From: newsham AT lava DOT net (Tim Newsham)
Subject: Re: Signals in b19 - please help
8 Mar 1998 16:05:51 -0800 :
Message-ID: <m0yBlqZ-001121C.cygnus.gnu-win32@malasada.lava.net>
References: <C1A9DAABC292D111A4D90000F879A2BA0E86 AT NTMAIL>
Mime-Version: 1.0
To: Ian AT kiwiplan DOT co DOT nz (Ian Collins)
Cc: gnu-win32 AT cygnus DOT com

>     if (signal(SIGALRM, handler) == SIG_ERR) return -1;
>     alarm(5);
>     printf("Set alarm.
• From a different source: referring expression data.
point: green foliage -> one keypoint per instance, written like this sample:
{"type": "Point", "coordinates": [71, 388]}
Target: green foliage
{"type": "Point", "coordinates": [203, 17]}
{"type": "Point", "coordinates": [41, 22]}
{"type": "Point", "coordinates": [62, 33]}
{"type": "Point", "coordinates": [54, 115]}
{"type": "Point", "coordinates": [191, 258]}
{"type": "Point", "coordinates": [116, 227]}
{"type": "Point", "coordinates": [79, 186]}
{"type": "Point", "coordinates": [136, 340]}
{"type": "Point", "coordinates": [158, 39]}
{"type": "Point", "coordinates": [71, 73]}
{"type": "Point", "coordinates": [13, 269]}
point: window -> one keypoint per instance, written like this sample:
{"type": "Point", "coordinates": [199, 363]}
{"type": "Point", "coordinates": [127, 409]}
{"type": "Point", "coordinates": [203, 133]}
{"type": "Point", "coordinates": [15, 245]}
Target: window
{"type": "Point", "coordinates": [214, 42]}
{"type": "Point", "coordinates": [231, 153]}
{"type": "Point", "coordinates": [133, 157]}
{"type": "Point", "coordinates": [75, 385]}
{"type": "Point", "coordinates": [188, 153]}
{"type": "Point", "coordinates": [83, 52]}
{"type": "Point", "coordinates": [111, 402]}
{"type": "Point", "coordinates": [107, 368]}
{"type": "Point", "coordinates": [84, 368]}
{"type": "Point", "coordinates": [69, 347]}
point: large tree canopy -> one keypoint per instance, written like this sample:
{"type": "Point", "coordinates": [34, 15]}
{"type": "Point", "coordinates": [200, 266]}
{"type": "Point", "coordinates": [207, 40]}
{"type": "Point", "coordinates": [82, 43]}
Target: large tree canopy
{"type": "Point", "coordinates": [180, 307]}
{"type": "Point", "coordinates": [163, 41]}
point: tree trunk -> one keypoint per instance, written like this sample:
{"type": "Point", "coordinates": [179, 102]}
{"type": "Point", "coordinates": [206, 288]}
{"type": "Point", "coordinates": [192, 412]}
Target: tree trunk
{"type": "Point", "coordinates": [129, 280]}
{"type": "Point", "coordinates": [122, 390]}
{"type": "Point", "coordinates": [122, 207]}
Getting input\n");
>     ch = getchar();
[...]

> When this program is run on most Unix machines (OK, AIX needs kicking to
> get it to work), the getchar will return after the timeout occurs.
> What we see however is that after the timeout handler is called, the
> getchar does not return, it still waits for a character to be input.

Signals usually behave in one of two ways.  Either they interrupt
a call and cause it to abort unfinished, or they interrupt a call
and cause it to be restarted.  On most systems you can tell it which
of these two behaviors you want.  Unfortantely under cygwin you can't
(as far as I know).  The only behavior you get to use is the default
one: signal does not interrupt.  (There are some exceptions - like
sleep()).

Ok, so how do you do the same thing if your signals don't behave
how you want?  One way is to use setjmp:

    handler() { siglongjmp(jbuf, 1); }

    signal(...)
    if(!sigsetjmp(jbuf, 1)) {
        alarm(...)
        getchar()
    }
   
This will "warp" you out of the handler and back to the sigsetjmp
if the alarm goes off.  Since signals can happen at almost any
time in cygwin, I don't know how safe this is.  The program could
be running through cygwin "kernel" and grabbing temporary resources
and getting ready to give them back when a sigsetjmp causes a
"warp".  I'm not sure if the kernel was designed with this in
mind.

A second approach you can take is to write your own getchar routine
with timeouts.  You can do this using select() and setting them
timeout in select.  If select returns on a timeout, dont bother
getting a character.  If it selects for reading, then get a
character.  Pretty simple.

> Ian Collins. 

                                    Tim N.